Making the good much better against cancer
Tubulin, the building-block protein of cellular microtubules, is a well-validated cancer drug target: Disrupting tubulin polymerization affects cytoskeletal function and thus cell division. The vinca alkaloids, taxanes, and other taxane site binders have found wide therapeutic application and constitute one of the most successful classes of anticancer agent. Nevertheless, current drugs that target tubulin still suffer from limited therapeutic window, acquired resistance, lack of oral bioavailability, and problematic formulation.

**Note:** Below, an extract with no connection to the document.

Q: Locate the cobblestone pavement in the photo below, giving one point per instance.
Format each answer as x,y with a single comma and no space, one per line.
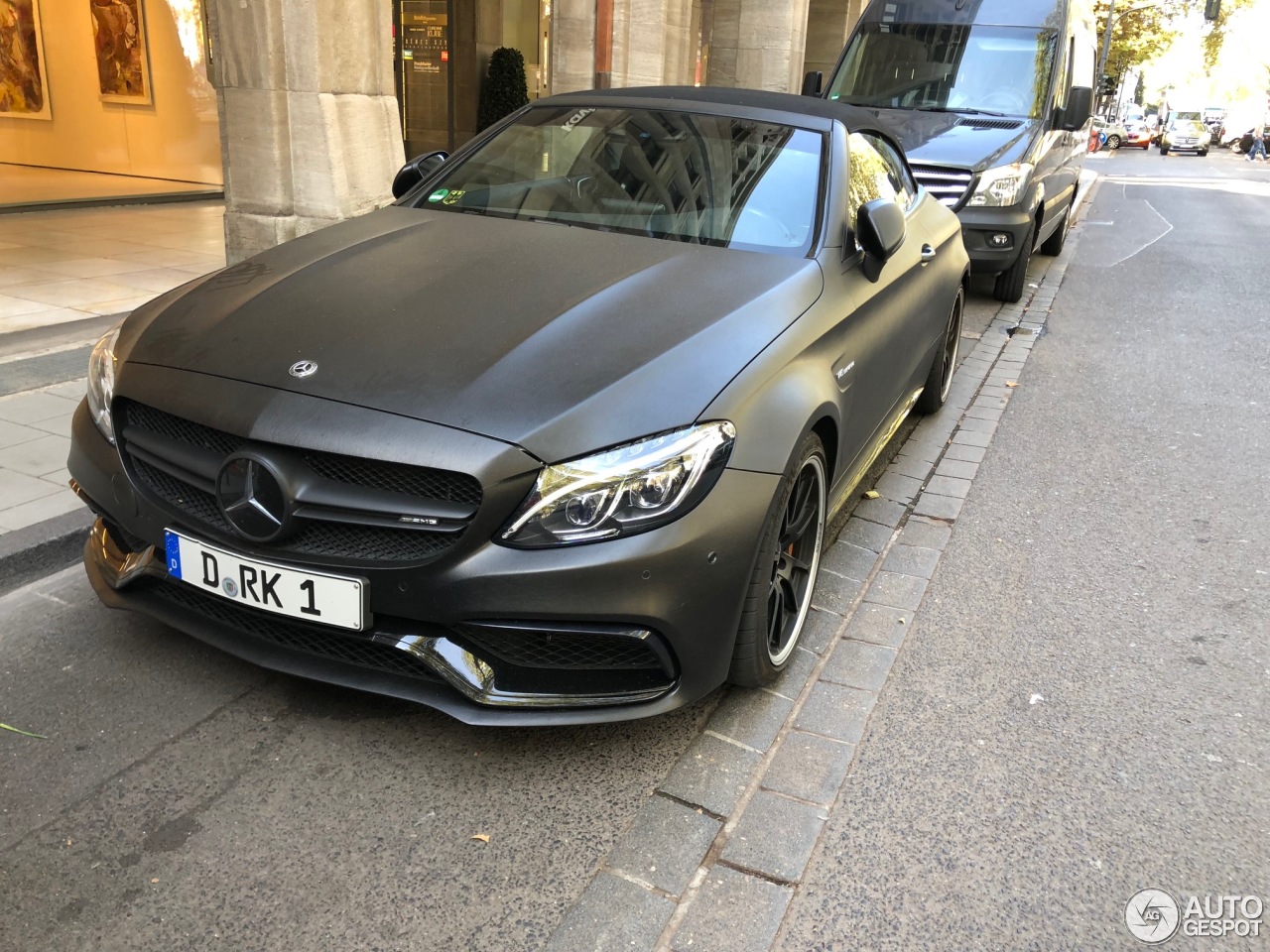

As reported in ChemMedChem, Barry Potter’s research group at the University of Bath (UK), along with colleagues at the NCI (USA), Ipsen (France), and Imperial College London, focused on a natural steroidal lead for introducing a new set of modifications that confer good oral activity and delivery and that impart resistance to metabolism.
"Two compounds showed in vitro anti-angiogenic activity, and X-ray analysis of one reveals that electrostatic repulsion between two adjacent carbonyl groups [...] dictates adoption of a 'steroid-like' conformation that might partially explain the excellent in vitro activities," says Potter. Indeed, the most active compounds are nearly equivalent to another compound currently in clinical trials as inhibitors of tubulin assembly, and some were shown to be anti-angiogenic. Moreover, the compounds are easily synthesized and amenable to aqueous formulation.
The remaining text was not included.